Monday, December 30, 2013

New "Right of First Refusal" law to effect in Illinois January 1, 2014

“Right of First Refusal” to take effect January 1, 2014.

Be mindful that changes are around the corner in Illinois with regard to parenting time in court orders. On May 22, 2013, the Illinois legislature unanimously passed the “Right of First Refusal” which amends the Illinois Marriage and Dissolution of Marriage Act.

Taking effect January 1, 2014, the “Right of First Refusal” provides that if the court finds it is in the best interest of the child and awards joint custody or visitation rights, the court shall find that both parties have the right of first refusal to care for the minor children if the absence of either party is necessary during the party's normal parenting time. This gives both parents the opportunity for increased parenting time with the children.

The biggest impact the “Right of First Refusal” will have is on parents that do not have the children primarily residing at their residence or parents that have weekend visitation.  Since the use of baby-sitters, family members, or subsequent spouses is secondary to the right of first refusal, parents with weekend only visitation will now have increased opportunities to spend parenting time with their children. The amendment provides that whenever a parent intends to leave the children for a period of 4 hours or longer, that parent shall first offer the other parent an opportunity for additional time with the children before making other arrangements for the temporary care of the children. The court will take into consideration various factors such as transportation, distance, and time constraints which could make offering the additional parenting time impracticable in certain situations.

Also important to note, parties may agree to add a right of first refusal provision to their Joint Parenting Agreement, but if they do not and the court determines that a right of first refusal is in the best interest of the children, the court will consider and make provisions in its order for specified considerations relating to the right of first refusal. The changes to the Illinois Marriage and Dissolution of Marriage Act regarding the “Right of First Refusal” are only applicable to divorces where both parties are awarded joint custody. The “Right of First Refusal” does not apply to parties that have had their visitation rights terminated.

For questions on how the “Right of First Refusal” can impact you, feel free to contact our Des Plaines law office at (847) 813-6011.

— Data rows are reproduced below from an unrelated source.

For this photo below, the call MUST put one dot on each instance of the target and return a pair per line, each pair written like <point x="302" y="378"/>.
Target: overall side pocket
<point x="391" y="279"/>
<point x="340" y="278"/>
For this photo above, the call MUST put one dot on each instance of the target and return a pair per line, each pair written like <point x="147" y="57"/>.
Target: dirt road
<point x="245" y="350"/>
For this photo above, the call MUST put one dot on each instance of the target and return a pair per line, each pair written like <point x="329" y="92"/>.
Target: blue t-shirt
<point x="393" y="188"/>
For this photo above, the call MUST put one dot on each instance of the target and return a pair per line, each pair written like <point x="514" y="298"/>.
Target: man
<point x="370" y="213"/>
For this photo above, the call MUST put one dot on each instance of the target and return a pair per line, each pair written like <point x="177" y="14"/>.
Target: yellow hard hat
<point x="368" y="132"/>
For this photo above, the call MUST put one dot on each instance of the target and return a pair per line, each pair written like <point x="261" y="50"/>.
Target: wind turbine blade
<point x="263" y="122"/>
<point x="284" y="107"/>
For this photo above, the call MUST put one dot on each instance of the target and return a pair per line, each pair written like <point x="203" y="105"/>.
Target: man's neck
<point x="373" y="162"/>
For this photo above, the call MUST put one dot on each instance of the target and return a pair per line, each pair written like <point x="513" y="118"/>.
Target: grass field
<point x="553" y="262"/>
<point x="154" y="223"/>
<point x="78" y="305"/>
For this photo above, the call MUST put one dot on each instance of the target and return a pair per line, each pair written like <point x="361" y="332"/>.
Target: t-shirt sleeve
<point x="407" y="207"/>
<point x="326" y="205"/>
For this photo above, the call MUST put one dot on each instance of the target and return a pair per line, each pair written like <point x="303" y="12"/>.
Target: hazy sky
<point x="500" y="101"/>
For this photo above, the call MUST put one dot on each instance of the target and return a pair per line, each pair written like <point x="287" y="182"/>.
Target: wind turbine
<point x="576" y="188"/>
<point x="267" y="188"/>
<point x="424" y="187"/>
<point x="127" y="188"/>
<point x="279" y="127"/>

Wednesday, January 16, 2013

Saving Money on Attorney's Fees in Family Law and Divorce Cases


            Many people these days are in desperate need of legal representation but claim that they cannot afford legal fees. My response to these people is usually, “You cannot afford NOT to hire a lawyer.” The reason I say this is that many people try to handle legal matters (particularly divorce, custody and child support matters) on their own by representing themselves “Pro Se.” Most of the time the result is that the person looking to “save attorney’s fees” makes a huge mistake (or makes a small mistake that is not noticed for a very long time) and ends up having to hire an attorney to correct the mistake. Often times, the mistake cannot be corrected retroactively and a lot of money is wasted. This result means that I will have plenty of business in the years to come but the person looking to save money ends up spending a great deal more in the long.

         Although hiring an attorney may be expensive, there are many ways that a client can limit the amount of attorney’s fees that are necessary to resolve their case. As most family law attorney’s charge hourly rates, any way the client can help to limit the time their attorney must spend working on their file will ultimately lead to a reduction in fees owed. Below is a list of six (6) things that a client can do to limit their attorney’s fees.

1.    Pick the right attorney from the start.  Changing attorneys once your case has started will certainly cost you more money as you will end up paying for two attorneys to familiarize themselves with your case. In addition, the process of firing and hiring a new lawyer will cost time and money. Ask friends, relatives, co-worker’s or other trusted individuals for referrals. Make sure you are clear about what the attorney you choose intends to do, what they intend to charge and how the fees will be charged.

2.    Consider alternative dispute resolution (ADR). Sometimes disputes can be resolved through mediation or some other form of ADR. These methods are often effective and often ordered anyway by a court after significant amounts of money have already been paid to attorneys. Chances are if you cannot come to a compromise quickly, you will be ordered to mediation anyway.

3.    Ask for alternative payment arrangements. If you do not feel you can afford the attorney’s fees. Ask for an alternative payment arrangement. Some lawyers can offer flat fees, contingency fees (not in family law cases – most times), payment plans and discounted rates. You cannot get what you do not ask for but be realistic. If you propose a payment arrangement, get it in writing and be sure you can stick to it. Do not ever hire a lawyer without a clear understanding of your fee arrangement.

4.    Minimize the attention you need. Be prepared when you plan to meet with or call your attorney. Make lists of questions and bullet points of items that need to be discussed or addressed. One phone call to ask five questions will cost you much less than five phone calls to ask a single question.

5.    Be organized. Being as organized as possible will save you money without a doubt. Attorney’s often spend countless hours reviewing documents and evidence and if it is presented to them in a clean, logical organized fashion it takes much less time. Group documents together and make sure all requests are complete. Put documents in chronological order unless instructed otherwise. If you hand your lawyer a box of crumpled disorganized documents you will be paying them steep fees to do work anyone can do. You do not want to be paying your lawyer to do things that you can do yourself.

6.    Be realistic. You cannot expect to achieve unrealistic results. Get a fair assessment of your case from your lawyer in the beginning and understand that things can change as the case progresses. It is nearly certain that both parties will have to compromise a little (or a lot) to resolve the case and it is uncommon for anyone to be 100% happy with the final result. It is a fact that two people cannot live the same standard of living apart, as they did when they were together. Something has to give. Be realistic.

By reviewing this list and following these tips, it is nearly certain that you can cut down on the time it takes to resolve your case which will lead to less fees for which you will be responsible. Lastly, show your attorney your appreciation by paying your bills timely as agreed. I often discount bills for clients that follow these tips and pay immediately upon receipt of a bill. If I do not have spend unnecessary time on their case and I do not have to chase them down for payment, I can concentrate on what matters… the case and the outcome.